HRVMamba: High-Resolution Visual State Space Model for Dense Prediction

Hao Zhang,Yongqiang Ma,Wenqi Shao,Ping Luo,Nanning Zheng,Kaipeng Zhang
2024-10-04
Abstract:Recently, State Space Models (SSMs) with efficient hardware-aware designs, i.e., Mamba, have demonstrated significant potential in computer vision tasks due to their linear computational complexity with respect to token length and their global receptive field. However, Mamba's performance on dense prediction tasks, including human pose estimation and semantic segmentation, has been constrained by three key challenges: insufficient inductive bias, long-range forgetting, and low-resolution output representation. To address these challenges, we introduce the Dynamic Visual State Space (DVSS) block, which utilizes multi-scale convolutional kernels to extract local features across different scales and enhance inductive bias, and employs deformable convolution to mitigate the long-range forgetting problem while enabling adaptive spatial aggregation based on input and task-specific information. By leveraging the multi-resolution parallel design proposed in HRNet, we introduce High-Resolution Visual State Space Model (HRVMamba) based on the DVSS block, which preserves high-resolution representations throughout the entire process while promoting effective multi-scale feature learning. Extensive experiments highlight HRVMamba's impressive performance on dense prediction tasks, achieving competitive results against existing benchmark models without bells and whistles. Code is available at <a class="link-external link-https" href="https://github.com/zhanghao5201/HRVMamba" rel="external noopener nofollow">this https URL</a>.

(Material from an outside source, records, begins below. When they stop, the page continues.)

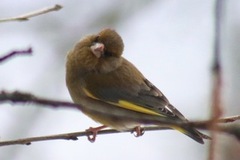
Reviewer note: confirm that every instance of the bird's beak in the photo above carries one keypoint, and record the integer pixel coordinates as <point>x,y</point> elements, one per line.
<point>97,49</point>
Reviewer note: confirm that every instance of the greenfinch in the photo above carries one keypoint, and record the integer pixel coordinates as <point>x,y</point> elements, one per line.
<point>113,92</point>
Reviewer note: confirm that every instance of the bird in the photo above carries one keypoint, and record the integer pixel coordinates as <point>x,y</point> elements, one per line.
<point>113,92</point>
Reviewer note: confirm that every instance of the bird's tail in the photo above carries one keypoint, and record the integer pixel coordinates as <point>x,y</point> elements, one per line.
<point>192,133</point>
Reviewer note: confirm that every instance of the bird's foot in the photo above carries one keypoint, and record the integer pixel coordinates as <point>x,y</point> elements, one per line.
<point>92,132</point>
<point>138,131</point>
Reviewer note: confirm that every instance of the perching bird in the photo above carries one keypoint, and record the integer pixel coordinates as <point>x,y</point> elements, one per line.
<point>112,91</point>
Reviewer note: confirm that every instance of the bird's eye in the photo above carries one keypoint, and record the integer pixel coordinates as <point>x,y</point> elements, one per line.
<point>96,39</point>
<point>108,54</point>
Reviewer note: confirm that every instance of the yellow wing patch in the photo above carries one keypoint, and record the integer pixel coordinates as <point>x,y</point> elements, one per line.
<point>126,105</point>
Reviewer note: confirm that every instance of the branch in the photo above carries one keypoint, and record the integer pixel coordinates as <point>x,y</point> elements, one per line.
<point>217,78</point>
<point>13,53</point>
<point>26,17</point>
<point>18,97</point>
<point>233,130</point>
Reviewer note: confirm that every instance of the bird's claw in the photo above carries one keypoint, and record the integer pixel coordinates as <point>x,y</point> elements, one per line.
<point>138,131</point>
<point>92,133</point>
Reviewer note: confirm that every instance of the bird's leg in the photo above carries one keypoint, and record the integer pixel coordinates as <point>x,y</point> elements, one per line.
<point>92,132</point>
<point>138,131</point>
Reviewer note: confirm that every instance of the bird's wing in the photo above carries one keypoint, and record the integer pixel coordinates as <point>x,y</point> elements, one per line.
<point>144,98</point>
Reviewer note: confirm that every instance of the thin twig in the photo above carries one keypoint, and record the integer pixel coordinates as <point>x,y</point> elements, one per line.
<point>18,97</point>
<point>217,79</point>
<point>13,53</point>
<point>26,17</point>
<point>233,130</point>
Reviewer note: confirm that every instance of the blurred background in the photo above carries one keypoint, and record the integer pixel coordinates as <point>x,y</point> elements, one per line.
<point>171,42</point>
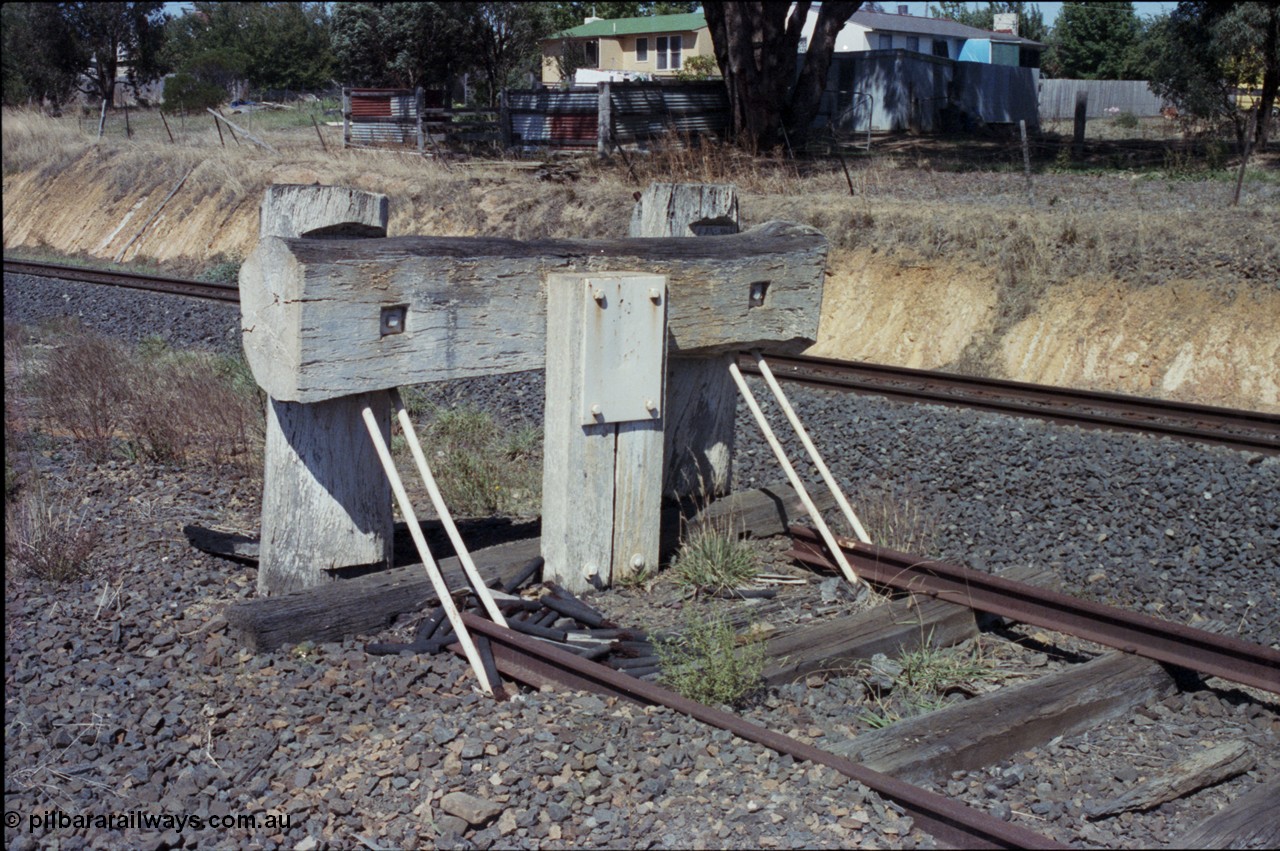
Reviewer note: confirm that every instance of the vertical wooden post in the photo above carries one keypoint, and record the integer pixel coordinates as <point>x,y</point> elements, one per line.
<point>325,503</point>
<point>602,470</point>
<point>1244,155</point>
<point>1082,108</point>
<point>603,119</point>
<point>1027,160</point>
<point>504,119</point>
<point>346,118</point>
<point>417,105</point>
<point>702,401</point>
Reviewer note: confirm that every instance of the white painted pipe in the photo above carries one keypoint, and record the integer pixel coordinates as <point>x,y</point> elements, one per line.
<point>433,490</point>
<point>845,567</point>
<point>812,449</point>
<point>433,570</point>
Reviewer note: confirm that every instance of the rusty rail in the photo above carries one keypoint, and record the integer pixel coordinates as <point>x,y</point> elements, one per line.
<point>538,663</point>
<point>1239,429</point>
<point>228,293</point>
<point>1161,640</point>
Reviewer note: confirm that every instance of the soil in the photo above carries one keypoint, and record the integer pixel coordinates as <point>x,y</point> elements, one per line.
<point>1125,278</point>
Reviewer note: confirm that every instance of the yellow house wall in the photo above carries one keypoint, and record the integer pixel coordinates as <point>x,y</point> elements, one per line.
<point>620,54</point>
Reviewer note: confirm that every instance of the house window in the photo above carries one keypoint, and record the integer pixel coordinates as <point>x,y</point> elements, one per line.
<point>668,51</point>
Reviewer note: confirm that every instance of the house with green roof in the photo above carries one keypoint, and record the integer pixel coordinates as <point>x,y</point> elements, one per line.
<point>654,46</point>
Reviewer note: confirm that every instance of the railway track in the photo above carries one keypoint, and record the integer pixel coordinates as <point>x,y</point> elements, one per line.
<point>1251,430</point>
<point>535,663</point>
<point>540,663</point>
<point>1238,429</point>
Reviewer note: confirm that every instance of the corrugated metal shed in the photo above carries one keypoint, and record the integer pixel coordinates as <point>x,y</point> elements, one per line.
<point>1057,97</point>
<point>388,117</point>
<point>900,90</point>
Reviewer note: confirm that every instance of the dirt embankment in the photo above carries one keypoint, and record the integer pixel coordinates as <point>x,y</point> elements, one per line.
<point>926,271</point>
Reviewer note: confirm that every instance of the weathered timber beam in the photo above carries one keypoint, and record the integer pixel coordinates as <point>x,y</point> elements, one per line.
<point>312,309</point>
<point>894,628</point>
<point>1249,822</point>
<point>1191,774</point>
<point>369,603</point>
<point>364,604</point>
<point>988,728</point>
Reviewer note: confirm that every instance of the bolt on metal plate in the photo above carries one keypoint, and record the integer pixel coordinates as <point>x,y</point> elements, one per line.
<point>393,318</point>
<point>624,347</point>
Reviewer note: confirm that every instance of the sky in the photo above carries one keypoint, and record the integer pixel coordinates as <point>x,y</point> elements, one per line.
<point>1048,9</point>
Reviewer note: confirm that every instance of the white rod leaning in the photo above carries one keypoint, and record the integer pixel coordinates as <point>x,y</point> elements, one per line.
<point>433,571</point>
<point>845,567</point>
<point>812,449</point>
<point>433,490</point>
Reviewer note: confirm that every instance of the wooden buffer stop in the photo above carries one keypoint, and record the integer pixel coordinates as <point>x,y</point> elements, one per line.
<point>632,334</point>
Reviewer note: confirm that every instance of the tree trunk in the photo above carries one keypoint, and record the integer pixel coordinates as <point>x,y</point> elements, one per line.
<point>1270,79</point>
<point>757,46</point>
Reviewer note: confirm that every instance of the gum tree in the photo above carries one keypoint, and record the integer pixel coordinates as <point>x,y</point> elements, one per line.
<point>757,49</point>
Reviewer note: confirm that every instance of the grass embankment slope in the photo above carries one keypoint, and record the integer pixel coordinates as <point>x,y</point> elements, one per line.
<point>1136,282</point>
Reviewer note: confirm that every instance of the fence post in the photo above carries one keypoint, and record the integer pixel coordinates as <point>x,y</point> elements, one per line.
<point>602,463</point>
<point>324,506</point>
<point>504,119</point>
<point>603,119</point>
<point>346,118</point>
<point>417,105</point>
<point>1082,108</point>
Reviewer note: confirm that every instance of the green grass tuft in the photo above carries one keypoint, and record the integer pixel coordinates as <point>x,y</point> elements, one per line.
<point>705,663</point>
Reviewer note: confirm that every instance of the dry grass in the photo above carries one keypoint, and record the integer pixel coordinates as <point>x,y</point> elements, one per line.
<point>50,536</point>
<point>141,403</point>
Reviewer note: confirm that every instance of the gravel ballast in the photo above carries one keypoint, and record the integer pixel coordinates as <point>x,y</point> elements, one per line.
<point>127,692</point>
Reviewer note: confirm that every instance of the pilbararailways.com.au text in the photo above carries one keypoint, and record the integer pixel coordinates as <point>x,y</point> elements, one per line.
<point>142,820</point>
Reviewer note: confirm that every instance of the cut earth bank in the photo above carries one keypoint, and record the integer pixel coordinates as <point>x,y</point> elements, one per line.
<point>1111,282</point>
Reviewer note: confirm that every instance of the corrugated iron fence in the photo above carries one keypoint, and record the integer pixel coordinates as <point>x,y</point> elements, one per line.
<point>900,90</point>
<point>1057,97</point>
<point>611,114</point>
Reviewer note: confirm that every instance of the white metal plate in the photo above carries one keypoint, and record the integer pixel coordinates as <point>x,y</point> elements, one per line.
<point>624,347</point>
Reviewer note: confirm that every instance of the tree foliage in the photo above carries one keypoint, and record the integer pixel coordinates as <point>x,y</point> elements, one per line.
<point>1096,41</point>
<point>1203,54</point>
<point>504,40</point>
<point>265,45</point>
<point>1031,21</point>
<point>757,49</point>
<point>400,44</point>
<point>40,56</point>
<point>105,35</point>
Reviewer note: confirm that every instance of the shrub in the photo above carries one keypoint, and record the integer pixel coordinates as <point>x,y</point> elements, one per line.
<point>705,663</point>
<point>896,517</point>
<point>85,388</point>
<point>480,469</point>
<point>714,559</point>
<point>48,539</point>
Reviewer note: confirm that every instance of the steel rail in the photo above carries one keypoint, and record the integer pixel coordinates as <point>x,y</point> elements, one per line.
<point>1239,429</point>
<point>228,293</point>
<point>1252,430</point>
<point>1219,655</point>
<point>538,663</point>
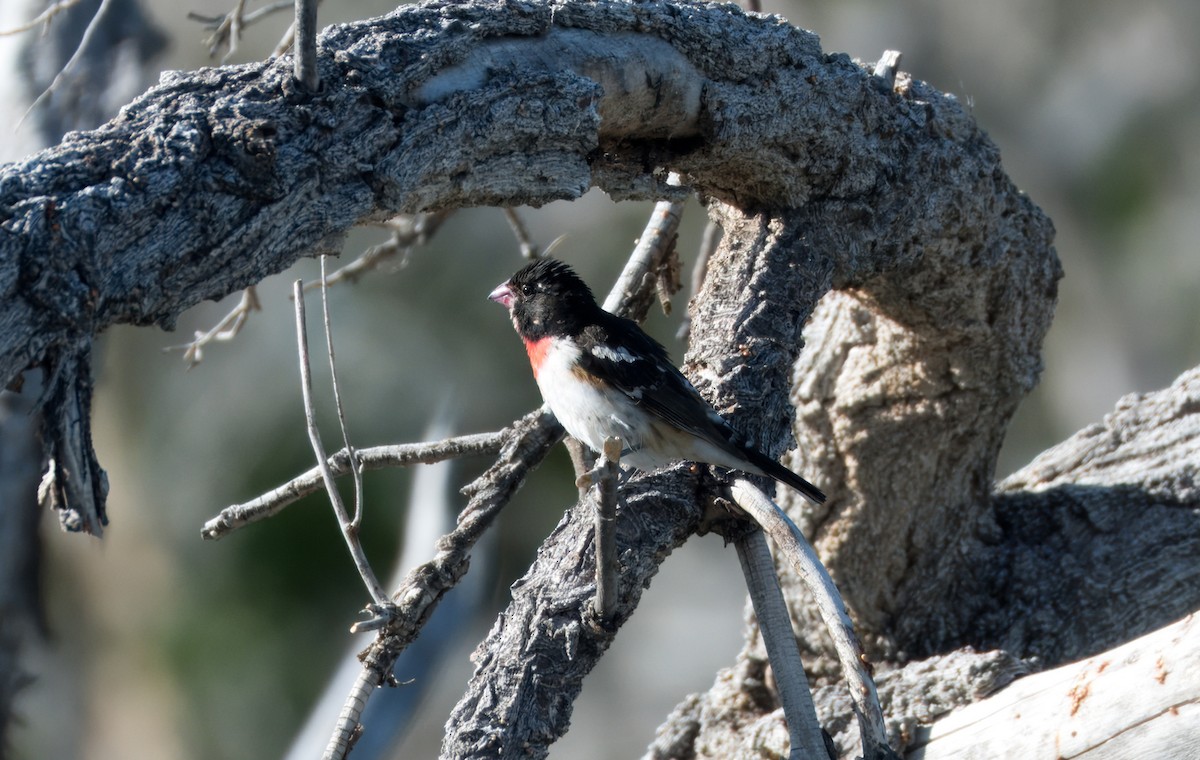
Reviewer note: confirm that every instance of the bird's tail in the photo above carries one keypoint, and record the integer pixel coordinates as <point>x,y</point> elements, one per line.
<point>772,468</point>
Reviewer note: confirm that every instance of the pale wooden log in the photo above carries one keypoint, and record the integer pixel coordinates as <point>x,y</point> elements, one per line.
<point>1138,700</point>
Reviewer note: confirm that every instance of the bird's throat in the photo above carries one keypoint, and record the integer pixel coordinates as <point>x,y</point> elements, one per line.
<point>537,351</point>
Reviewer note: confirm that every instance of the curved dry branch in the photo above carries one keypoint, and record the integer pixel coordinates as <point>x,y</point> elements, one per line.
<point>821,175</point>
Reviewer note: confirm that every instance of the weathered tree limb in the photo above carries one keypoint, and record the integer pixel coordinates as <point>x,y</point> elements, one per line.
<point>821,177</point>
<point>1093,543</point>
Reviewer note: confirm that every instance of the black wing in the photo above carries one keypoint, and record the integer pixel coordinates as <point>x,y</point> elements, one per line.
<point>621,352</point>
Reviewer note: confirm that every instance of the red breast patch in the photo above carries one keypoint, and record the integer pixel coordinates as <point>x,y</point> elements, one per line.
<point>537,351</point>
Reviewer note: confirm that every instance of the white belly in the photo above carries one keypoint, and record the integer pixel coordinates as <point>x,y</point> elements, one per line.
<point>591,416</point>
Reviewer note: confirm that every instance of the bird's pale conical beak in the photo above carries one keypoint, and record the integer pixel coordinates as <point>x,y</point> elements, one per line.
<point>502,295</point>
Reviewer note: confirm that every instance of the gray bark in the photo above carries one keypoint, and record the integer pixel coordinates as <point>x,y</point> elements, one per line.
<point>111,70</point>
<point>936,279</point>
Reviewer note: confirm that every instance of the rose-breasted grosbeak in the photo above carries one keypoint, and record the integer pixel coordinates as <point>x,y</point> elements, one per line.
<point>603,376</point>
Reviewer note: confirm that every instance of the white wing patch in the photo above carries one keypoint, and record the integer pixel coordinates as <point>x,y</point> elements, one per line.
<point>612,354</point>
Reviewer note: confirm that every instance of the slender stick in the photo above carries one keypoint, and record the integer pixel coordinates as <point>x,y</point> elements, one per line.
<point>45,16</point>
<point>783,652</point>
<point>652,249</point>
<point>528,247</point>
<point>804,561</point>
<point>88,34</point>
<point>375,458</point>
<point>305,57</point>
<point>355,466</point>
<point>606,530</point>
<point>352,540</point>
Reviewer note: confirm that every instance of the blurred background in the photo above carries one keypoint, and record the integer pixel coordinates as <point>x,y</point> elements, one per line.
<point>161,645</point>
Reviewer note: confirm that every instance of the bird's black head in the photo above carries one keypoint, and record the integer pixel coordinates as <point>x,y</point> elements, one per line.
<point>546,298</point>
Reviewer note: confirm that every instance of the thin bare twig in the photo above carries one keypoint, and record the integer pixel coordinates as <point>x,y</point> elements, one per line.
<point>227,29</point>
<point>582,462</point>
<point>225,330</point>
<point>93,27</point>
<point>43,17</point>
<point>355,467</point>
<point>639,277</point>
<point>531,438</point>
<point>804,561</point>
<point>528,249</point>
<point>708,243</point>
<point>352,540</point>
<point>408,231</point>
<point>605,478</point>
<point>375,458</point>
<point>305,57</point>
<point>783,653</point>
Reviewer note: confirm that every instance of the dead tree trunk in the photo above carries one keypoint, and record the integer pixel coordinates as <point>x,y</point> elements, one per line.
<point>874,193</point>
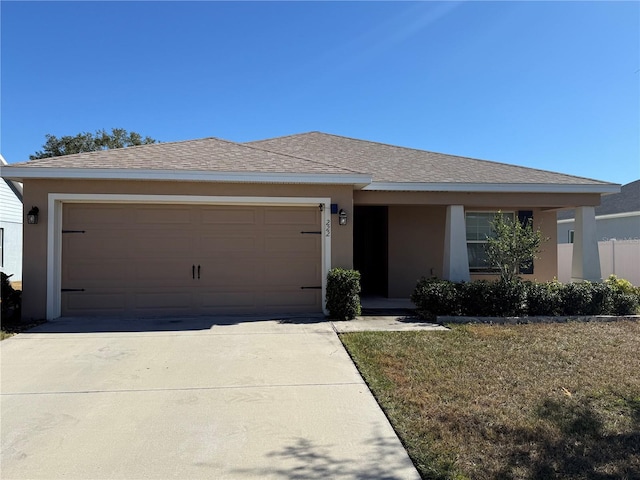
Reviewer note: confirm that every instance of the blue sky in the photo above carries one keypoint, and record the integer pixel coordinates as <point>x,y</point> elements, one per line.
<point>550,85</point>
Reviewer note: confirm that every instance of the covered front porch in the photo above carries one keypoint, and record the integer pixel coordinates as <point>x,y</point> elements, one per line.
<point>396,244</point>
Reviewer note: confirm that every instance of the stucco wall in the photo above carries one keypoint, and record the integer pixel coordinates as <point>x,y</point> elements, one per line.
<point>35,236</point>
<point>618,227</point>
<point>416,245</point>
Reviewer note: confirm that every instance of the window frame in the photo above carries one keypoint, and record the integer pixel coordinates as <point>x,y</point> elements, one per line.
<point>485,269</point>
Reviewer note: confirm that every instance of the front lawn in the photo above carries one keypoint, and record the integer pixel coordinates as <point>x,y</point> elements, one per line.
<point>511,402</point>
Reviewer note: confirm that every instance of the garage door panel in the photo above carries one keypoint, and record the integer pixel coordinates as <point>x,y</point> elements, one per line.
<point>292,299</point>
<point>154,301</point>
<point>239,273</point>
<point>168,215</point>
<point>239,301</point>
<point>219,244</point>
<point>292,216</point>
<point>296,243</point>
<point>83,303</point>
<point>162,245</point>
<point>293,273</point>
<point>229,215</point>
<point>83,274</point>
<point>138,260</point>
<point>90,215</point>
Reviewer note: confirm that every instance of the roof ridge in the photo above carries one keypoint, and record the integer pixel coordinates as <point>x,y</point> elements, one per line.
<point>317,162</point>
<point>494,162</point>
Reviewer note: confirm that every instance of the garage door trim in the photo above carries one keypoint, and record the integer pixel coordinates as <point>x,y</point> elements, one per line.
<point>54,228</point>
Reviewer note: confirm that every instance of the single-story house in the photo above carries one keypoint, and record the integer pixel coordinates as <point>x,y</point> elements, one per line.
<point>617,217</point>
<point>211,226</point>
<point>10,227</point>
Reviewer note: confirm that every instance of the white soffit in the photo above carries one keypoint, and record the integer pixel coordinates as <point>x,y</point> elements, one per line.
<point>359,180</point>
<point>493,187</point>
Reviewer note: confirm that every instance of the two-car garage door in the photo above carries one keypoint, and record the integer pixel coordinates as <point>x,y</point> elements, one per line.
<point>147,260</point>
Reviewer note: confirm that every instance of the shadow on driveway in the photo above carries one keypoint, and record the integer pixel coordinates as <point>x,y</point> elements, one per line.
<point>165,324</point>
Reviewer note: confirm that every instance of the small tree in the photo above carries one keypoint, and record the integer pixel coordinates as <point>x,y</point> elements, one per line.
<point>514,245</point>
<point>89,142</point>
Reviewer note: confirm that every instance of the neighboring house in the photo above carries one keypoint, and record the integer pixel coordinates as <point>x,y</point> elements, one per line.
<point>617,217</point>
<point>617,229</point>
<point>10,227</point>
<point>210,226</point>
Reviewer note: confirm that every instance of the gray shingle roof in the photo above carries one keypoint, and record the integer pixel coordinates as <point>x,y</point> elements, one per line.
<point>628,200</point>
<point>389,163</point>
<point>313,153</point>
<point>207,154</point>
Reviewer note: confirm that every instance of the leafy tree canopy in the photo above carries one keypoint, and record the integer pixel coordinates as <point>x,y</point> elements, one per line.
<point>89,142</point>
<point>514,245</point>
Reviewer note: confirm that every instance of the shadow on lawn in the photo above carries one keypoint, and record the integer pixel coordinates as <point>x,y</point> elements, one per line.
<point>576,446</point>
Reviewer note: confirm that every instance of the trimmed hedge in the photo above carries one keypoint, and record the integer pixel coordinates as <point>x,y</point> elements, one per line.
<point>343,293</point>
<point>434,297</point>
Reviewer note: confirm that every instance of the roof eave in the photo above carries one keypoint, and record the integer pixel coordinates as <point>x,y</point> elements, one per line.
<point>493,187</point>
<point>22,173</point>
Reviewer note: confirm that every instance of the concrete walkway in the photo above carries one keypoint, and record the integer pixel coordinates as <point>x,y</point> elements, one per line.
<point>190,399</point>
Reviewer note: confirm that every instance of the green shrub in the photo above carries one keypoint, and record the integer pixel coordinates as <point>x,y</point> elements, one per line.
<point>509,298</point>
<point>516,298</point>
<point>625,304</point>
<point>544,298</point>
<point>343,293</point>
<point>587,298</point>
<point>11,299</point>
<point>434,297</point>
<point>626,297</point>
<point>576,298</point>
<point>477,299</point>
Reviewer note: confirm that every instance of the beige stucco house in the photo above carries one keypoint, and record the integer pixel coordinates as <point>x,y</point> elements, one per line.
<point>210,226</point>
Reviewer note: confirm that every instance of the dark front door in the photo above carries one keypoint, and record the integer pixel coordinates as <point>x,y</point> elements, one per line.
<point>370,248</point>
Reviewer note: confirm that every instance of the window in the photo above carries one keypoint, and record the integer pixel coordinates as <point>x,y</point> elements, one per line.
<point>478,226</point>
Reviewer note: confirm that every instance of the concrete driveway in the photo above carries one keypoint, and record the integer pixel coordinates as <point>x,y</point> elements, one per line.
<point>190,398</point>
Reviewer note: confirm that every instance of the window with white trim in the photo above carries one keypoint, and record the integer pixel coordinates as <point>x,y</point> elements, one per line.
<point>478,225</point>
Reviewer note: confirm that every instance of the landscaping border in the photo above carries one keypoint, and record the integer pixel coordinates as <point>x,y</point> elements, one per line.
<point>444,319</point>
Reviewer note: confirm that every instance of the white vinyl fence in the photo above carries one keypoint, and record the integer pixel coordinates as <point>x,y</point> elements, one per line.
<point>618,257</point>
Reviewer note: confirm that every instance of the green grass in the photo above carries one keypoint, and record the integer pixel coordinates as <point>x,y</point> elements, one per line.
<point>537,401</point>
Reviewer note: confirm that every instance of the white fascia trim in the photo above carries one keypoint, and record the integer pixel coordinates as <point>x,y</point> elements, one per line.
<point>491,187</point>
<point>605,217</point>
<point>183,175</point>
<point>54,229</point>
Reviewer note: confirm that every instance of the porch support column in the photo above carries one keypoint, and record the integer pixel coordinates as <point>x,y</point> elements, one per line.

Computer Vision and Pattern Recognition
What problem does this paper attempt to address?
The paper attempts to address the performance deficiencies of the visual Mamba model in dense prediction tasks. Specifically, existing visual Mamba models face three key challenges when handling dense prediction tasks such as human pose estimation and semantic segmentation: 1. **Insufficient Inductive Bias**: Existing models process images by segmenting them into a series of patches (or tokens) and constructing a global receptive field through bidirectional or four-directional scanning mechanisms. While this method effectively handles long sequences, it disrupts the natural 2D spatial dependencies of images and lacks the inductive bias necessary for effective local representation learning. 2. **Long-Distance Forgetting Problem**: The Mamba model, when processing tokens, leads to the decay of previous hidden states, resulting in long-distance forgetting. This may cause the model to lose high-level, task-specific features related to the query patch and focus more on low-level edge features. 3. **Low-Resolution Output Representation**: Current visual Mamba models typically generate single-scale, low-resolution features, leading to significant information loss and difficulty in capturing the fine-grained details and multi-scale variations required for dense prediction tasks. To address these issues, the paper introduces the Dynamic Visual State Space (DVSS) block and proposes the High-Resolution Visual State Space Model (HRVMamba) based on it. By combining multi-scale convolutional kernels and deformable convolutions, the DVSS block enhances the model's inductive bias, alleviates the long-distance forgetting problem, and maintains high-resolution representations through a multi-resolution parallel design, making the model more suitable for dense prediction tasks. Experimental results show that HRVMamba achieves performance comparable to or even better than existing benchmark models in tasks such as image classification, human pose estimation, and semantic segmentation.